Sunday, July 15, 2007

Technology is knowledge is power

Regine has posted a report about Usman Haque's I hate technology talk at We love technology up in Huddersfield last week.

Usman argues the meaning of the word "technology" has changed and he refers to an older era (presumably pre-industrial) when the word used to imply "knowledge" and the study of making things. These days, in our consumerist society, we on the other hand tend to think of (and mainly also encounter) technology only as products, which I think is really not surprising since "technology" itself has become a commodity. But it's not only that, we also equally deal with "knowledge" as product. This too comes complete with a hefty price tag, namely the cost of education required and this is where, for me at least, the story slowly unfolds....

In the past year I've been reading 2 books which have pretty much completely transformed my views and understanding of the role of being a designer in a technocracy as ours:

First there was Bruce Sterling's pamphlet Shaping Things about a future class of products, and more generally, of objects (Spimes) and the societal changes their advent will equally require and trigger. While it's an absolutely fascinating and mindblowing 100 pages it is about scenarios 10-30 years still ahead of us.

John Thackara's "In the Bubble: Designing in a Complex World" on the other hand is dealing in the Big Here and Long Now, quite literally. This is the first book about the design discipline in general which sent shimmers down my spine every couple of pages. The chapters are dealing with these topics: Lightness, Speed, Mobility, Locality, Situation, Conviviality (more about this below), Learning, Literacy, Smartness and Flow. A Potent combination of topics.
Even though I've been re-reading the book twice since the beginning of the year I'm still having a hard time summarizing the immense amount of insight, the examples given, the quotes, statistics, gems of wisdom and the important questions asked, for example:
"...addressing the question "Where do we want to be?" brings us up against an innovation dilemma. We've built a technology-focused society that is remarkable on means, but hazy about ends. It's no longer clear to which question all this stuff - tech -is an answer, or what value it adds to our lives. Too many people I meet assume that being innovative means "adding technology to it". Technology has become a powerful, self-replicating system that is accustomed to respect and receives the lion's share of research funding. In NASDAQ, tech even has its own stock exchange." (p.2)
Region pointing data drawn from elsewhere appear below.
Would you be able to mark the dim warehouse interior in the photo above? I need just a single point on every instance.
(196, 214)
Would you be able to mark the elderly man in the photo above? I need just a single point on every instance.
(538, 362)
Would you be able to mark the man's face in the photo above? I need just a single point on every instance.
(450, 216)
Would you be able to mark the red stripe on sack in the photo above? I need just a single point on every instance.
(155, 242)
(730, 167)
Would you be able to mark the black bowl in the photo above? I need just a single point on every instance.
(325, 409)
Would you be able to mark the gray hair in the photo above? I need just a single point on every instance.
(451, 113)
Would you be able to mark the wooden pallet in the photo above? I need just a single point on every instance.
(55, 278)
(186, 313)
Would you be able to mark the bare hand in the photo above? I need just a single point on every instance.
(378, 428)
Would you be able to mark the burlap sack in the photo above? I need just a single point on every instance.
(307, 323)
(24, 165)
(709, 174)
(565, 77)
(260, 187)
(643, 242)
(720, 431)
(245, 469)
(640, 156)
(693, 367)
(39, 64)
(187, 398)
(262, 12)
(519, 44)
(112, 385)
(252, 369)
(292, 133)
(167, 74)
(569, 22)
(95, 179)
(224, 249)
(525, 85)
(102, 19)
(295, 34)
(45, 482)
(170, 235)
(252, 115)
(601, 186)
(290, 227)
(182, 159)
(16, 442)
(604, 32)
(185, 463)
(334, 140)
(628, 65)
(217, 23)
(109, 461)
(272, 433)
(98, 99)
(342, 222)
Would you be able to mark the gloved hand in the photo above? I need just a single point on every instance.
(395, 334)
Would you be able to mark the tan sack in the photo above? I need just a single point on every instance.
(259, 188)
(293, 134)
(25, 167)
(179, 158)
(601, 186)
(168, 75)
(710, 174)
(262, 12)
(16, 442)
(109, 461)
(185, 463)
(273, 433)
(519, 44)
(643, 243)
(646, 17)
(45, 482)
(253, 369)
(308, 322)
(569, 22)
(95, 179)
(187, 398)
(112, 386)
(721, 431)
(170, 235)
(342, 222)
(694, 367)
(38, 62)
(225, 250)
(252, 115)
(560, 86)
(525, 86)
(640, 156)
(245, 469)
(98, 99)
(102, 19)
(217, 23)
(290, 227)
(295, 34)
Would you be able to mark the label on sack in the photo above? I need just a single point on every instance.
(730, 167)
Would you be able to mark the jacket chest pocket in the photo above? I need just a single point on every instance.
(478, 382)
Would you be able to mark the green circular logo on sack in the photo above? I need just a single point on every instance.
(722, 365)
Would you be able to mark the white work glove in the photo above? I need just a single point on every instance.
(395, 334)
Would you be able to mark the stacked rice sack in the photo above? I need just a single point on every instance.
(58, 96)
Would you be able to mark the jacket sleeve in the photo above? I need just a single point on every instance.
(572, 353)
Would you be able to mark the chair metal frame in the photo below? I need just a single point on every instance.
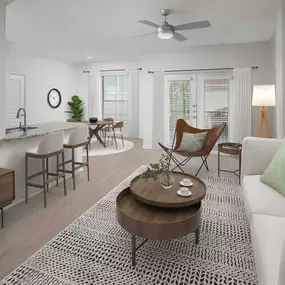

Some of the material presented early on in the book can induce a sense of global doom and depression, however the sheer number of truly innovative examples is making the book a celebration and wake-up call to focus more on human centred approaches to design. And "human centred" not only from a perspective as Maeda is approaching it (Yes, more simplicity is needed in a complex world, but I'm equally dreading over-simplification of things which are inherently complex). Human centred design also means designing for sustainability, both social and environmental versions.
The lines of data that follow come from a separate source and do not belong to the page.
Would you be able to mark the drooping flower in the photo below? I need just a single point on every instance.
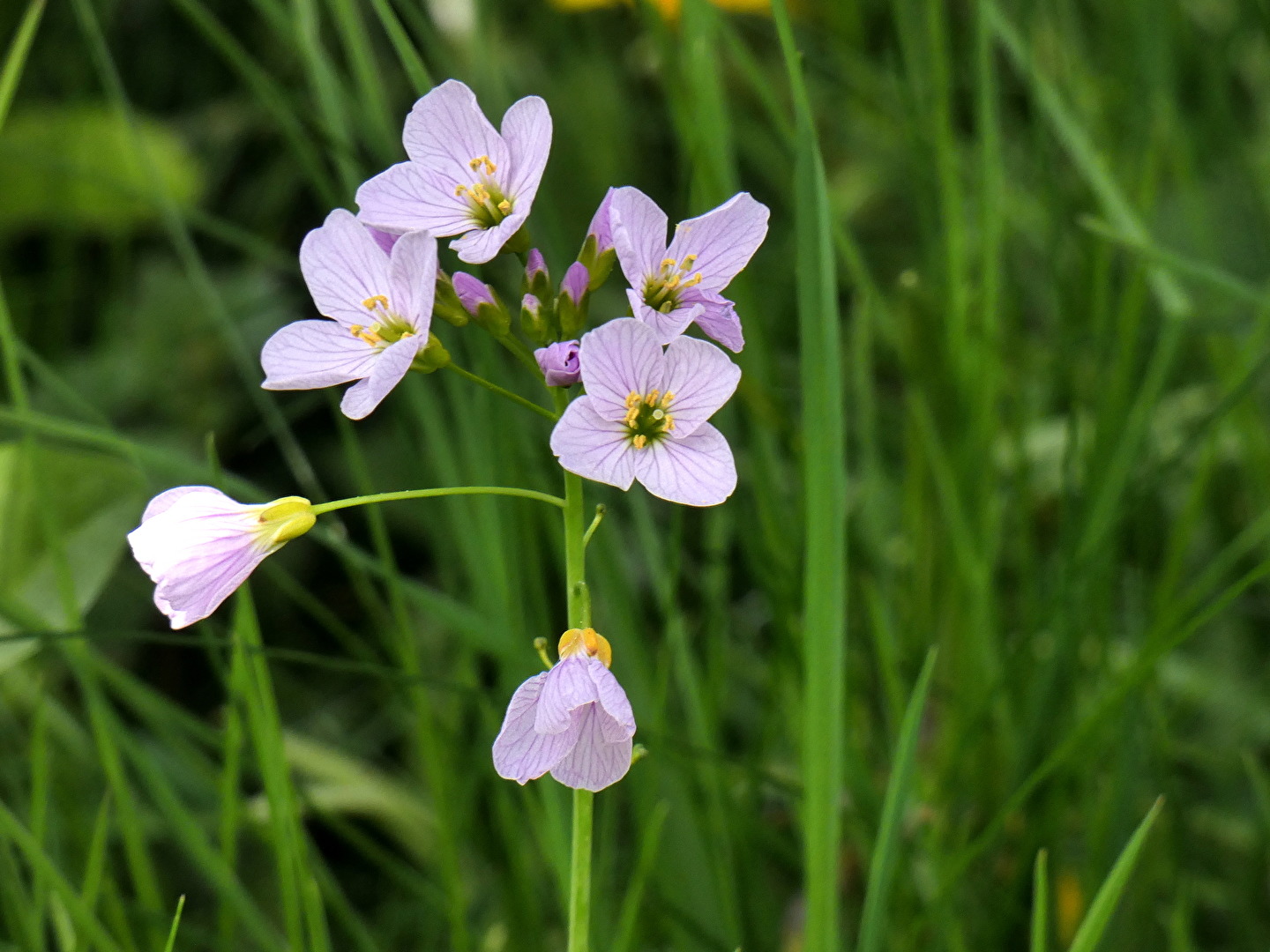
(673, 286)
(462, 178)
(573, 720)
(644, 415)
(380, 309)
(559, 363)
(198, 546)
With regards to this post, he too has very interesting things to say about the state of education in our society. Throughout the book he's citing several powerful quotes by Ivan Illich, described by The Guardian as:
" of the world's great thinkers, a polymath whose output covered vast terrains. He worked in 10 languages; [...] Best known for his polemical writings against western institutions from the 1970s, which were easily caricatured by the right and were, equally, disdained by the left for their attacks on the welfare state, in the last 20 years of his life he became an officially forgotten, troublesome figure (like Noam Chomsky today in mainstream America)."

I found several of his texts online and they indeed are rocking the boat of many of our societal institutions. In the foreword to his book "Celebration for awareness" he writes:
"Each chapter of this volume records an effort of mine to question the nature of some certainty. Each therefore deals with deception - the deception embodied in one of our institutions. Institutions create certainties, and taken seriously, certainties deaden the heart and shackle the imagination. It is always my hope that my statements, angry or passionate, artful or innocent, will also provide a smile, and thus a new freedom - even though the freedom come at a cost."

Here're a few more of my favourite quotes of these texts which might be helpful in explaining why the meaning of the word "technology" has changed, more or less directly caused by how we've been approaching education through institutionalizing "schooling" for the past 150 years.
"The modern university confers the privilege of dissent on those who have been tested and classified as potential money-makers or power-holders. No one is given tax funds for the leisure in which to educate himself or the right to educate others unless at the same time he can also be certified for achievement. Schools select for each successive level those who have, at earlier stages in the game, proved themselves good risks for the established order. Having a monopoly on both the resources for learning and the investiture of social roles, the university coopts the discoverer and the potential dissenter. A degree always leaves its indelible price tag on the curriculum of its consumer. Certified college graduates fit only into a world which puts a price tag on their heads, thereby giving them the power to define the level of expectations in their society. In each country the amount of consumption by the college graduate sets the standard for all others; if they would be civilized people on or off the job, they will aspire to the style of life of college graduates." — Ivan Illich - Deschooling Society
"In a consumer society there are inevitably two kinds of slaves: the prisoners of addiction and the prisoners of envy. [...] Man must choose whether to be rich in things or in the freedom to use them." — Ivan Illich, Tools for Coniviviality

Reading the above about lack of interest in funding education outside institutions I had to immediately think of Neil Gershenfeld's TED talk and his problem of sourcing major funding for his global "Fab labs" - simply because the currently existing institutions are too rigid, specialized and mutually exclusive to deal with such new educational and social development efforts. So even though Illich had his hay day in the 70s - not much seems to have changed since...

Finally, to close the arc of this rather long post - another great quote by another great thinker, Guy Debord in The Society of Spectacle, Thesis n°6:
"Understood in its totality, the spectacle is both the result and the goal of the dominant mode of production. It is not a mere decoration added to the real world. It is the very heart of this real society's unreality. In all of its particular manifestations - news, propaganda, advertising, entertainment - the spectacle represents the dominant model of life. It is the omnipresent affirmation of the choices that have already been made in the sphere of production and in the consumption implied by that production. In both form and content the spectacle serves as a total justification of the conditions and goals of the existing system. The spectacle also represents the constant presence of this justification since it monopolizes the majority of the time spent outside the production process."